I agree. Everything should be HDMI. One cable all the audio and video you need. That would simplify a lot of things. Unfortunately to support older equipment we need all these other ports.

But it did happen with music. Look Music went from tape, to CD, to Digital Distribution. Maybe Digital hasn’t fully overtaken CD but the next physical media jump to DVD-Audio/SACD never took root. The jump from Tape to CD/DVD brought not only gains in fidelity but also gains in convenience and features. You need to weigh in the convenience gains along with the fidelity gains. HDDVD/BluRay only really bring gains in visual quality, and limited gains in feature enhancements if any. They dont do anything for the convenience factor.

For most people DVD is good enough, just like CD or even MP3 is good enough. You’ll have the audio/videophiles where it matters but they aren’t the majority. Digital Distribution is the growth market in music, not SACD/DVD-Audio, and likely is going to be the growth market in Video as well.

For the record I own an HD-DVD player, and I still think that both formats will likely end up semi-niche.

Also, look at the number of people that own HD capable sets but aren’t running them in HD, those numbers are always shocking to me.

I’m in this camp myself.

The HD set is one I bought about 2 years ago. Pretty much any decent TV bought in the last 2-3 years is likely to be HD.

But to get an actual HD signal, I’d need to:

  1. Buy a tuner (costs $$ and takes up room that I don’t have where this TV is situated).

2a) Change cable packages. I think I’d need to go from analog to digital, which would cost more, introduce digital compression artifacts, and possibly be incompatible or at least not play well with the old Tivo series 1 I have hooked up to my main (non-HD) TV.

or

2b) Hook up an antenna for over-the-air reception. This would be annoying too. Plus, the HD TV is upstairs, and is used mostly for games (mainly GameCube), and sometimes as background TV when I web surf (especially Cardinals games, which would be nice in HD, but are mainly broadcast on cable, not over the air.)

So there’s a combination of cost and inconvenience which deters me from HD for now.

I’m routinely amused by my wife, watching channels in SD on our HD set when we actually get those channels in HD already. It hasn’t been a big enough deal for her to bother changing her channel-tuning habits.

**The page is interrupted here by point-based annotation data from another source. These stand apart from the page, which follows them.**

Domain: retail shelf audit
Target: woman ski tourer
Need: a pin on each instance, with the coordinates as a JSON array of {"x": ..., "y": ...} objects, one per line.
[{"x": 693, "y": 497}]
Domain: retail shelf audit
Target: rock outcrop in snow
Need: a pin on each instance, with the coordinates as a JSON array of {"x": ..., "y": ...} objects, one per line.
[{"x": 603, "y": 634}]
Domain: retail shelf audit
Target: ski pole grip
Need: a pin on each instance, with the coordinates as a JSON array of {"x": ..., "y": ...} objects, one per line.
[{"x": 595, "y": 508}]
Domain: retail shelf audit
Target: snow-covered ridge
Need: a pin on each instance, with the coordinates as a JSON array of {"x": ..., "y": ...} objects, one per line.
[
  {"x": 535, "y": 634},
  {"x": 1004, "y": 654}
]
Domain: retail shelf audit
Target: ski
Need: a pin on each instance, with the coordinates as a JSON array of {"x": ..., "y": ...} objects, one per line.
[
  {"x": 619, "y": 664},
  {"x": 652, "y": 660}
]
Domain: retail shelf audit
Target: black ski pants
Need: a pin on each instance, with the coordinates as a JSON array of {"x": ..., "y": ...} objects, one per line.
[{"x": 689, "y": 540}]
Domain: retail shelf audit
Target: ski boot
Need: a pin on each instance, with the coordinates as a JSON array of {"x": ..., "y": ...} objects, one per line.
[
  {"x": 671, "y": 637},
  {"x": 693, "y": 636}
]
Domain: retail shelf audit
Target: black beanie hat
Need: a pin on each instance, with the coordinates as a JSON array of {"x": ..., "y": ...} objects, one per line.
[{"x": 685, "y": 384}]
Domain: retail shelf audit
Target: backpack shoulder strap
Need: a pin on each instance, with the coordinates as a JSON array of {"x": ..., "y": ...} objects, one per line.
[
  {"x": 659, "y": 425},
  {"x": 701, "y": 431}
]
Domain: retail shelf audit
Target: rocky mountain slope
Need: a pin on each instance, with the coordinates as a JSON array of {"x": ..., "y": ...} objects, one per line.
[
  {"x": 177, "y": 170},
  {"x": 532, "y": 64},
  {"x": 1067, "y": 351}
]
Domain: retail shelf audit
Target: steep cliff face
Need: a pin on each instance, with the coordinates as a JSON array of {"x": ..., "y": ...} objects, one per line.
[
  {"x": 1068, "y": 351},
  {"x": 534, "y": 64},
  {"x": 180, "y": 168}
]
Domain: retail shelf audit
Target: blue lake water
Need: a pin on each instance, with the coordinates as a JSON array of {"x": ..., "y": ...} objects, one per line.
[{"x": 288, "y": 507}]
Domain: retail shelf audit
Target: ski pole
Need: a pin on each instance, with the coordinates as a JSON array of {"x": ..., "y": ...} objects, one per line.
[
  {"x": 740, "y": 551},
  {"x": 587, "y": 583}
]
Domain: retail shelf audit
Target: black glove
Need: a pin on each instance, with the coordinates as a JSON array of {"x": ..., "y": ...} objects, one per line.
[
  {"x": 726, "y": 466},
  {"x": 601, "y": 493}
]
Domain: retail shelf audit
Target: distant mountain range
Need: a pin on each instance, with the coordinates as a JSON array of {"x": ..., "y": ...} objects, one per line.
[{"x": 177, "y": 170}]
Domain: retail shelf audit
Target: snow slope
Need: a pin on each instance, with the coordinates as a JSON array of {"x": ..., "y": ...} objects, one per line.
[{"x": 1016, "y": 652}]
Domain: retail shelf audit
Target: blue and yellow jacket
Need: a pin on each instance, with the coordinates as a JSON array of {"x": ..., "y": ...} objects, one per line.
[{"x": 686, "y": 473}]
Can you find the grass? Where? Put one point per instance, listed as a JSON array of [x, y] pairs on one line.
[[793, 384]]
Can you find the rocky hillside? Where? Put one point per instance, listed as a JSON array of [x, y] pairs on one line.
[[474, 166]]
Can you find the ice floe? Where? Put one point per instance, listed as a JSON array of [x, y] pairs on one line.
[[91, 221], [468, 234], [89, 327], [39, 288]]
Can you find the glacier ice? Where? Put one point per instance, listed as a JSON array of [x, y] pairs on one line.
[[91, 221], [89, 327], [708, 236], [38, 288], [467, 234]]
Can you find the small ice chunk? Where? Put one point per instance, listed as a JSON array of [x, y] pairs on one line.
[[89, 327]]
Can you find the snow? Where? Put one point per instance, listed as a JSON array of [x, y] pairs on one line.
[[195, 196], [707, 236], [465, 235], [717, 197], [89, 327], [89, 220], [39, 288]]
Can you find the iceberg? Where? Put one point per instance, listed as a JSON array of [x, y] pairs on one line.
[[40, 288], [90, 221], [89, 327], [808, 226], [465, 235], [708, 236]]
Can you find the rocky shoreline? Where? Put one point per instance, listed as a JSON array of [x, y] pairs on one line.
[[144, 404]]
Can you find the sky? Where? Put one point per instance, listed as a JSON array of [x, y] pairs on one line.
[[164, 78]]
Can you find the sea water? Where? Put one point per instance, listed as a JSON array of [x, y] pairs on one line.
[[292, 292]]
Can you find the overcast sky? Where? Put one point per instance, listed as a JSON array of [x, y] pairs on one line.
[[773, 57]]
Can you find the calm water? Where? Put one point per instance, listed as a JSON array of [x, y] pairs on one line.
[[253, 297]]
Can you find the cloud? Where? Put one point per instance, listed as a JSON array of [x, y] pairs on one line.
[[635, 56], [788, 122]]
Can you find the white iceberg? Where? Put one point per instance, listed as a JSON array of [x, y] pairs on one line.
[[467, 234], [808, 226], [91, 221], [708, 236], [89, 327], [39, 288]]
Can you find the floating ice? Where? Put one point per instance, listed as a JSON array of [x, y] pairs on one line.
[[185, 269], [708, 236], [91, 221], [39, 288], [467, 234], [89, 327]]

She’s getting used to preemptively switching to the HD channel if she thinks I’ll be watching too, but still…

For most people, convenience and cost trump quality as buying factors: it’s why MP3 players have taken off while high-end audio formats (SACD, DVD-Audio) have floundered; and why LDs never took off in the first place (they had quality and durability on their side, but were bulky and expensive), while DVDs did. And it’s why HD-DVD and Blu-ray won’t make a dent in DVD’s marketshare until the cost difference comes way down, on both players and media.